La nouvelle "La Baleine du ciel" constitue sans doute l’une des plus intéressantes du recueil parce qu’elle s’inscrit dans la continuité des publications françaises de son auteur Luca Masali. Comme Les biplans de d’Annunzio ou La perle de la fin des temps, elle se déroule dans la première moitié du siècle et met en scène des personnages célèbres - au moins pour les Italiens - de l’époque, en l’occurence Umberto Nobile (1885-1978) fameux aérostier et explorateur polaire italien de l’Entre-deux-guerres. Suivant sa pratique, Masali insère dans le tissu de la réalité des personnages fictifs qui participent à l’expédition vers le Pôle Nord de 1928, à but scientifique mais dans un contexte politique européen troublé. Avec cette nouvelle, Masali apparaît comme un digne héritier de Jules Verne et de ses voyages extraordinaires et un digne représentant du courant steampunk . Pour le lecteur français, "La baleine du ciel" souffre néanmoins d’un inconvénient : Umberto Nobile et ses expéditions aérostatiques du Norge et de l’Italia sont peu connus en France et la nouvelle est dénuée de toute note explicative qui puisse éclaircir la lanterne du lecteur tant au sujet de Nobile que du régime fasciste, de ses organisations paramilitaires et de ses zélotes, tel que Balbo, aviateur italien qui préside à la destinée de l’aéronautique italienne sous Mussolini.

La nouvelle suivante consititue un hommage parodique au polar américain du milieu du siècle et "Ketama", détective privé de Melbourne, et héros éponyme de ce récit de Silvio Sosio, est une émanation de Philip Marlowe accro aux bonbons à l’eucalyptus, tel un Kojak moyen évoluant dans un univers où des cyborgs très humanisés (les synthétiques) rendent de menus services domestiques et laborieux aux humains mais commettent parfois de petites fugues au grand dam de leur propriétaire. La nouvelle est amusante, (trop ?) fortement influencée par les réplicants de Blade Runner , mais elle manque de profondeur.

Avec Domenico Gallo et "Le reflet noir du vinyle", retour à la S.F. stygmatisante combattant la dure réalité du monde moderne et l’impérialisme du grand Satan capitaliste américain : ça tombe bien le héros est un prêtre qui pour avoir soutenu la guerilla du Chiappas, s’est vu enlevé et transformé en agent secret assassin dont la mémoire est effacée après chaque mission. Seuls souvenirs récurrents : sa partenaire (blasphème !) et son amour du jazz. Il est bien connu que toutes les organisations terroristes de la planète se battent pour le bien des gens...
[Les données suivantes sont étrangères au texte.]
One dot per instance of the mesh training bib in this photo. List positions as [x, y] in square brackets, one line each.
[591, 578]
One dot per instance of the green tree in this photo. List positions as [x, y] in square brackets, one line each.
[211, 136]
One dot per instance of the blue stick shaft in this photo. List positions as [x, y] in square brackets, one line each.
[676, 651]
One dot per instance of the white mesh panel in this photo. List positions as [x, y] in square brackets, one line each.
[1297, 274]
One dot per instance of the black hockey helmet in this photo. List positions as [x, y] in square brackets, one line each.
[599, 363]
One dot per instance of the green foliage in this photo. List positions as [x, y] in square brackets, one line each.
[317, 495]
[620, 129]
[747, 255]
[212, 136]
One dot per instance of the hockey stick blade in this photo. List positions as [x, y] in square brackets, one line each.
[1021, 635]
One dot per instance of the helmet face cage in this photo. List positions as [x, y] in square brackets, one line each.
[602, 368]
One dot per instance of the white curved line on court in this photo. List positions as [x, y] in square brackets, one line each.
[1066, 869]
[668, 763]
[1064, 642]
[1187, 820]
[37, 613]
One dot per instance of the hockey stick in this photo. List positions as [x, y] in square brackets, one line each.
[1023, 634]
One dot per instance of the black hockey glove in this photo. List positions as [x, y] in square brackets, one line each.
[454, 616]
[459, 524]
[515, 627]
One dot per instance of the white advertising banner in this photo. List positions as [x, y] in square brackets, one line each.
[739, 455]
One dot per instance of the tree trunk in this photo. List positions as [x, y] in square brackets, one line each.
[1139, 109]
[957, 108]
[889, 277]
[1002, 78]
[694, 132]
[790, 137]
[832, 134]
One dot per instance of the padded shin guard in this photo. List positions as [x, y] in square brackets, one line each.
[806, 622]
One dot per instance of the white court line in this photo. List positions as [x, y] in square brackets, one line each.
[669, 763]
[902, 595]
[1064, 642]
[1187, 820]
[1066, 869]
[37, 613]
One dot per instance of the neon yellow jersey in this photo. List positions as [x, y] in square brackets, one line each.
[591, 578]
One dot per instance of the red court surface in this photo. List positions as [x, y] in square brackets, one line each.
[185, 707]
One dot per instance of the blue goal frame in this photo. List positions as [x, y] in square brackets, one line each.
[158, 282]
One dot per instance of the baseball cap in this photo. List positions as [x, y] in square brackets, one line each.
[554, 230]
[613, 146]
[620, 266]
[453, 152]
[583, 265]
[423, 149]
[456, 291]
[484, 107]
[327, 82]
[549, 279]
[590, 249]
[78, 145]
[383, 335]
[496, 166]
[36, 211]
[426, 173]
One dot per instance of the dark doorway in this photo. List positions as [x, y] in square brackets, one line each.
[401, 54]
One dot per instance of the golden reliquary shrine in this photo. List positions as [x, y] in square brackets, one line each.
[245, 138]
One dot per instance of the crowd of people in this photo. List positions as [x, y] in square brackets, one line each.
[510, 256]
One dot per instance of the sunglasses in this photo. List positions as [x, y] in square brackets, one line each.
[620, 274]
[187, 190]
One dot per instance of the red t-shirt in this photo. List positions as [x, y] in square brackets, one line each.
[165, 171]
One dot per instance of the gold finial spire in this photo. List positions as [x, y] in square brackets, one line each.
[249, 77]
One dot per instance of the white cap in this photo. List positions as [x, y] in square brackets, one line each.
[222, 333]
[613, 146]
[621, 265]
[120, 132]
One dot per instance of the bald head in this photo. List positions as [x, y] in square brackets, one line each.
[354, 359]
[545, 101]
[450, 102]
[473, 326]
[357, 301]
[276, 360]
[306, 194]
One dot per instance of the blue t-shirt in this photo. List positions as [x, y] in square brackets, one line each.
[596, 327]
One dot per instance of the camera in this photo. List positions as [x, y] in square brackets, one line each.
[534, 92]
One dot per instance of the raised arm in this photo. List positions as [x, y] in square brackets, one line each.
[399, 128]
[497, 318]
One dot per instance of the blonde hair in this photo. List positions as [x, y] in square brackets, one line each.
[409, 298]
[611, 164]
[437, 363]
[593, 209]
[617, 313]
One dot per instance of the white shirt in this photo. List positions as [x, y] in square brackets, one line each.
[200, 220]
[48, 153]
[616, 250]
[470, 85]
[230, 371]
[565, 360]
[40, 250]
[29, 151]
"Je le jure" de Andrea G. Colombo vient compléter le petit tour des différents courants de la S.F. en y ajoutant sa touche sanglante et horrifique. Les amateurs de King et autres Koontz y trouveront peut être leur content...

"La musique du plaisir" de Luigi Pachi associe de manière classique cyberpunk et drogue dans un texte engagé dans la lutte contre le fléau, ici incarné par une musique d’impulsions cérébrales injecté par des connexions neurales au niveau des organes cybernétisés.

Enfin, pour conclure un recueil de textes souvent très engagés, quoi de mieux qu’une nouvelle elle-même très engagée issue de l’imagination de Valerio Evangelisti ? Cette fois, les organisations terroristes japonaise et péruvienne luttent dans une action concertée contre le grand capitalisme mondial étatique méprisant la vie. On retrouve encore cette espèce de paranoïa du complot spécifique aux aventures d’Emerych.